Fast forward to 2020 and we now have many thousands of people who have cured and managed conditions such as auto-immune conditions, diabetes and even cancer with diet and lifestyle changes.

It’s not always easy, there isn’t often ‘one’ solution and nothing is 100% effective – we all die in the end after all.

But if you take a look at https://drgundry.com/published-studies/ or https://pubmed.ncbi.nlm.nih.gov/15364185/ or https://chriskresser.com/bibliography/#paleo-rcts or https://www.ncbi.nlm.nih.gov/pmc/articles/PMC1557657/ you’ll see there’s an incredible and growing body of evidence from people who have recovered from some really nasty conditions. Some have merely managed these conditions, not fully recovering, and others have used nutritional changes alongside conventional treaments and increased their chances of survival.

You’ll also note that some very different approaches have achieved equally spectacular results. This is not an area of science that has definitive answers. Still, these without-drugs-or-surgery options are incredibly effective when compared to medical treatments.

At this point we need to be strongly encouraging patients of these serious conditions to be exploring these options. By ‘we’ I initially mean those of us as individuals who have experienced cures that should not be possible according to our doctor. Ultimately this will have to mean a change in mainstream media coverage and government policy.

AND we need to be learning from those who have succeeded in reversing those conditions in order to modify our preventative care. After all, if a diet has reversed cancer or diabetes in one patient, it almost certainly points to understanding how we could have prevented that disease in the first place.

The UK governments’ small measures to try to help cut obesity from 2020 are a drop in the ocean compared to what we need to do to prevent and reverse these conditions in our population.

We need to admit that drugs and surgery are a last line of defence against Cancer, Heart Disease etc. Not a first.

And we need to look at how people have recovered from these conditions and use that information to improve our understanding of what a healthy lifestyle truly is. Hopefully thereby we can prevent a lot of these conditions in the first place.
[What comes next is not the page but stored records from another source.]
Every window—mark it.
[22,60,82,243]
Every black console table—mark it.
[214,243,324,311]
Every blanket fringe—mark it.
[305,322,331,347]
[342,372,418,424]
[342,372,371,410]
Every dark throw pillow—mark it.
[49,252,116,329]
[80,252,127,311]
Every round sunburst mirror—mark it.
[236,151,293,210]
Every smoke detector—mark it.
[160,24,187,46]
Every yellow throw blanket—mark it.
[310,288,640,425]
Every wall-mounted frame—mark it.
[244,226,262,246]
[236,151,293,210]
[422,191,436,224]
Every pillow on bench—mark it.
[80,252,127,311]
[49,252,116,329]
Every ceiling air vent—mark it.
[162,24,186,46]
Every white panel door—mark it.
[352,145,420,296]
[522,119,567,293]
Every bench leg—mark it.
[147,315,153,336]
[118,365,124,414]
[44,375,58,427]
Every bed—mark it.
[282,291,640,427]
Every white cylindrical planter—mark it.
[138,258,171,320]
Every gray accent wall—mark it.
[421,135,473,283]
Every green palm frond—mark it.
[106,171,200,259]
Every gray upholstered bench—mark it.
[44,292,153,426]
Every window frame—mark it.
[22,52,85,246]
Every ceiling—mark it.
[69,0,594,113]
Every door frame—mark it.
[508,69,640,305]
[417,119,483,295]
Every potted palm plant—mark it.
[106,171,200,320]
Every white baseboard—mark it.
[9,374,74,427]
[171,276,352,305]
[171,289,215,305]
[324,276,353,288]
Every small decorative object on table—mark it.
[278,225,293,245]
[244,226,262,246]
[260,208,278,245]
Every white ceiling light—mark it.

In this way when these patients run into infectious diseases like covid, their chances of successfully overcoming them will be significantly higher.

Comments

  1. My husband was diagnosed with non-Hodgkin’s lymphoma back in 2005 and with the help of an amazing team of doctors especially a truly caring haematologist he pulled through and now in 2021 is healthy albeit frail at the age of 83. I have never allowed junk food in my kitchen and have cooked him a healthy meal with fresh vegetables and little meat every day. We have a good routine and eat breakfast and fruit every day. Our coffee intake is only one cup a day at 11 in the morning, We take a teaspoon of honey in our afternoon tea and drink a glass of wine with our dinner. So far so good. Oh, one more thing, my husband is on zero medication! We take supplements like vitamin D, Zinc, green tea and Quercertin (the two last ones only once or twice a week. When we develop a cold we take some paracetamol and up our honey intake with lemons.
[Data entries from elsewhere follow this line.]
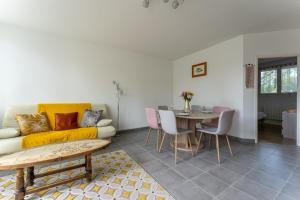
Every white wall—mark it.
[243,29,300,141]
[0,25,172,129]
[173,36,243,137]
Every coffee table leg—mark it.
[15,168,25,200]
[26,167,34,186]
[85,155,92,182]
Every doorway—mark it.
[257,57,298,144]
    1. Hi Celia, Thankyou for taking the time to comment. It sounds like you’ve really put some effort into yours and your husband’s health. I want to emphasize I’m not in any way denigrating the efforts of medical doctors – or implying that there are health practices that can 100% shield you from any pain or disease… Just that the line in our society past which we call a doctor to take responsibility for our problems is in the wrong place and both individually and as a society we need to put far more love, time and effort into the art of being healthy. We all have to be willing to keep learning and do more than our doctor or newspapers etc tell us – and make mistakes… if we want to improve our health and become resistant enough to disease that we can avoid the hell of the past year.